Interview: Wolf & Badger CEO George Graham on Getting ‘Hands-On’ with AI
Why It Matters
CEO‑level AI adoption signals a shift toward faster, data‑driven product development in e‑commerce, giving independent brands a scalable tech advantage. It underscores the commercial upside of AI‑enabled personalization and agentic commerce for growth‑focused retailers.
Key Takeaways
- •CEO personally builds AI tools for marketplace.
- •AI initiatives added £3.2 m incremental sales.
- •$500 m cumulative sales, 40 m visits 2025.
- •Wolf & Badger targets agentic commerce via UCP.
- •2,000+ brand partners generated $100 m 2024 sales.
Pulse Analysis
Artificial intelligence is moving from back‑office experimentation to boardroom strategy in retail, and Wolf & Badger exemplifies that transition. George Graham’s hands‑on approach—building a bespoke Claude‑based chief‑of‑staff and integrating AI for image tagging, product discovery, and personalization—demonstrates how CEOs can directly influence technology roadmaps.

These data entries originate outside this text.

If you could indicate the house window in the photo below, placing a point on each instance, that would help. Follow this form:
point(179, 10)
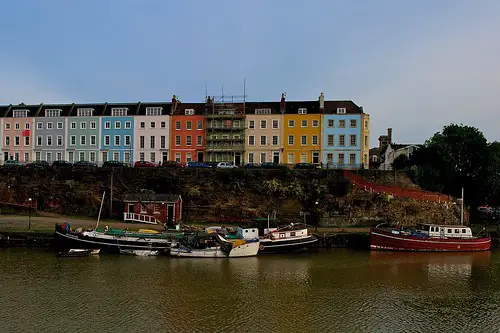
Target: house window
point(341, 140)
point(330, 140)
point(352, 140)
point(51, 113)
point(119, 112)
point(20, 113)
point(84, 112)
point(153, 111)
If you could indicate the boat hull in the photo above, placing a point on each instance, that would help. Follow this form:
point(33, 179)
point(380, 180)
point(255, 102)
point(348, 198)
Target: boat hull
point(285, 245)
point(382, 240)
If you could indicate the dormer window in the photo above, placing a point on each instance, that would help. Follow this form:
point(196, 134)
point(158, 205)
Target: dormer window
point(153, 111)
point(119, 112)
point(50, 113)
point(20, 113)
point(262, 111)
point(84, 112)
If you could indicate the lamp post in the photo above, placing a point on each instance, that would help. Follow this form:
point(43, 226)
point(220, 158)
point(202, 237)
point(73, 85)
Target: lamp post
point(29, 214)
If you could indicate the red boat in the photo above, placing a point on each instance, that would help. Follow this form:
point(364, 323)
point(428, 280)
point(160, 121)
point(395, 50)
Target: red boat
point(428, 237)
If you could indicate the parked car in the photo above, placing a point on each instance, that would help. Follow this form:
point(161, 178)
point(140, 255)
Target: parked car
point(114, 164)
point(226, 165)
point(306, 166)
point(144, 164)
point(194, 164)
point(61, 163)
point(172, 164)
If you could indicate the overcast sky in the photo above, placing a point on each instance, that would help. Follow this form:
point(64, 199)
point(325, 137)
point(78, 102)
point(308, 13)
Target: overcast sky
point(414, 66)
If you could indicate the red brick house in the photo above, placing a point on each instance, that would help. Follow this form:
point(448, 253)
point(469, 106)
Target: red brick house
point(153, 208)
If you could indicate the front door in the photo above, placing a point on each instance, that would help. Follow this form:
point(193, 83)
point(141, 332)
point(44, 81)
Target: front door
point(276, 157)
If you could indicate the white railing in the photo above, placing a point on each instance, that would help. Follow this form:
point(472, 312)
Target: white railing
point(140, 218)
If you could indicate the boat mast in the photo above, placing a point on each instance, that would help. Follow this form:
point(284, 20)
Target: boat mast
point(100, 210)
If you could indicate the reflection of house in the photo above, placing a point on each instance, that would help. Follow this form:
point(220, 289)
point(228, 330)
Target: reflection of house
point(153, 208)
point(393, 151)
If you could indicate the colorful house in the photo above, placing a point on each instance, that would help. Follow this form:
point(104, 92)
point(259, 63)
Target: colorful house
point(343, 129)
point(151, 132)
point(117, 132)
point(188, 132)
point(264, 132)
point(302, 132)
point(83, 132)
point(17, 131)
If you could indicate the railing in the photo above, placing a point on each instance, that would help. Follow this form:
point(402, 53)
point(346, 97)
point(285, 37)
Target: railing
point(140, 218)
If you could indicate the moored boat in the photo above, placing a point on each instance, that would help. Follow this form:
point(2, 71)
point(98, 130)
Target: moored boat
point(428, 237)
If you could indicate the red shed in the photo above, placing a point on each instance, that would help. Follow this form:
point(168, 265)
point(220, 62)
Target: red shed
point(153, 208)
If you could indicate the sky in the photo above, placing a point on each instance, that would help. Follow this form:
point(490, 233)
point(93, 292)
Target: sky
point(414, 66)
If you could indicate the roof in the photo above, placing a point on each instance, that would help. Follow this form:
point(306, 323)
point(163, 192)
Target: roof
point(149, 197)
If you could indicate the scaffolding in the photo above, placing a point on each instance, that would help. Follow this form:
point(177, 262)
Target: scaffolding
point(225, 130)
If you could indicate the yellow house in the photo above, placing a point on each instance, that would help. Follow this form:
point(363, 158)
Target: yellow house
point(302, 132)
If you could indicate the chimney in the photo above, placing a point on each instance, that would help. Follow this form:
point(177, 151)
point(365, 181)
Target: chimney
point(282, 104)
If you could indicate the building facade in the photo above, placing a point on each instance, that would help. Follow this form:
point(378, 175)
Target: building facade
point(302, 132)
point(188, 135)
point(117, 133)
point(264, 130)
point(151, 132)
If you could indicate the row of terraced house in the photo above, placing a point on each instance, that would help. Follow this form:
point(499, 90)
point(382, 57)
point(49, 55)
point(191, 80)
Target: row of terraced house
point(333, 133)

This internal focus has already produced measurable outcomes, with £3.2 million of incremental sales attributed to AI‑driven recommendations, highlighting the revenue potential of tightly coupled AI and commerce workflows.

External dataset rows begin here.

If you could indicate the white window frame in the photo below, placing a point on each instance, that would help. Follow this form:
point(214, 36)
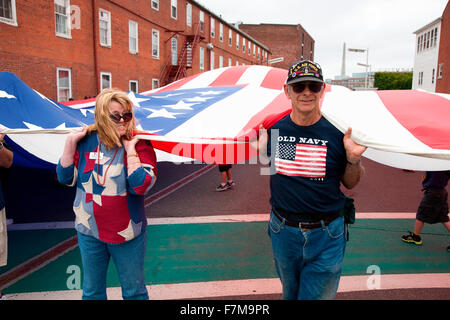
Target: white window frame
point(202, 20)
point(67, 34)
point(202, 58)
point(211, 65)
point(213, 27)
point(189, 14)
point(133, 25)
point(108, 74)
point(136, 82)
point(440, 70)
point(155, 5)
point(58, 87)
point(105, 13)
point(155, 83)
point(174, 8)
point(174, 50)
point(13, 20)
point(155, 44)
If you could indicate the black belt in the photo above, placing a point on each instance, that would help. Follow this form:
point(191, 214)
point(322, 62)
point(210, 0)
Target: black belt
point(306, 225)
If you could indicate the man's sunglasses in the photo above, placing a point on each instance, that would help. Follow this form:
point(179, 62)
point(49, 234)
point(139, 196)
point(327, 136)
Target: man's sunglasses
point(116, 117)
point(301, 86)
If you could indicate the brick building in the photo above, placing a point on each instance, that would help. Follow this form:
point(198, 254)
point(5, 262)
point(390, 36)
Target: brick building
point(290, 42)
point(443, 64)
point(72, 49)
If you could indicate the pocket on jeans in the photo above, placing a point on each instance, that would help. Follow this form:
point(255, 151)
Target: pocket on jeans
point(274, 224)
point(336, 228)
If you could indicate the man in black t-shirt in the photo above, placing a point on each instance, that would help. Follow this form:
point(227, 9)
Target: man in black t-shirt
point(309, 159)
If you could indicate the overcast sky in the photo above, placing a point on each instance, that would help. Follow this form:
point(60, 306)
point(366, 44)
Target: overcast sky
point(385, 27)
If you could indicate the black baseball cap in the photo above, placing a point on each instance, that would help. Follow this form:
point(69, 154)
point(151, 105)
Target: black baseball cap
point(304, 70)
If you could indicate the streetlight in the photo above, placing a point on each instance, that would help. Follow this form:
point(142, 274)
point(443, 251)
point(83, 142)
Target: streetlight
point(367, 61)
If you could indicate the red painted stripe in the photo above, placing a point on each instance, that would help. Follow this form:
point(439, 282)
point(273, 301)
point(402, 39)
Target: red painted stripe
point(229, 77)
point(423, 114)
point(275, 79)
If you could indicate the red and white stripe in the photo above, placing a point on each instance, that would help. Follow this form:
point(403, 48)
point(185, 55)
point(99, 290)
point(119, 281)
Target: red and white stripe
point(310, 161)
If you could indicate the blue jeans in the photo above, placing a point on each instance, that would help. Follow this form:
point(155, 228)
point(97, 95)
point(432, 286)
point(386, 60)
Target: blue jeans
point(128, 258)
point(309, 263)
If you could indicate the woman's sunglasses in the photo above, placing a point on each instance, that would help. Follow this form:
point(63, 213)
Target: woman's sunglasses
point(116, 117)
point(301, 86)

The broader industry is converging on "agentic commerce," where AI agents complete purchases on behalf of shoppers. Google’s Universal Commerce Protocol (UCP), co‑developed with Shopify, Etsy, Target and others, aims to standardize the data exchange that powers one‑click, zero‑click transactions. Wolf & Badger’s early engagement with Stripe and Google positions it to act as a conduit for its independent brands, ensuring they appear in AI‑driven shopping channels and benefit from seamless checkout experiences. By aggregating metadata and UCP compliance across its partner network, the marketplace can compete with larger, homogenized retailers in the AI‑mediated buying journey.
From a business perspective, the AI push aligns with Wolf & Badger’s growth trajectory: $500 million in cumulative sales, nearly 40 million site visits in 2025, and a target to expand across the US, Europe and the Middle East. The CEO’s claim of doubled personal efficiency underscores how AI tools can free executive bandwidth for strategic initiatives. For other retailers, the lesson is clear—low‑cost AI subscriptions and internal experimentation can deliver tangible sales lift and operational agility, making AI adoption a competitive imperative rather than a luxury.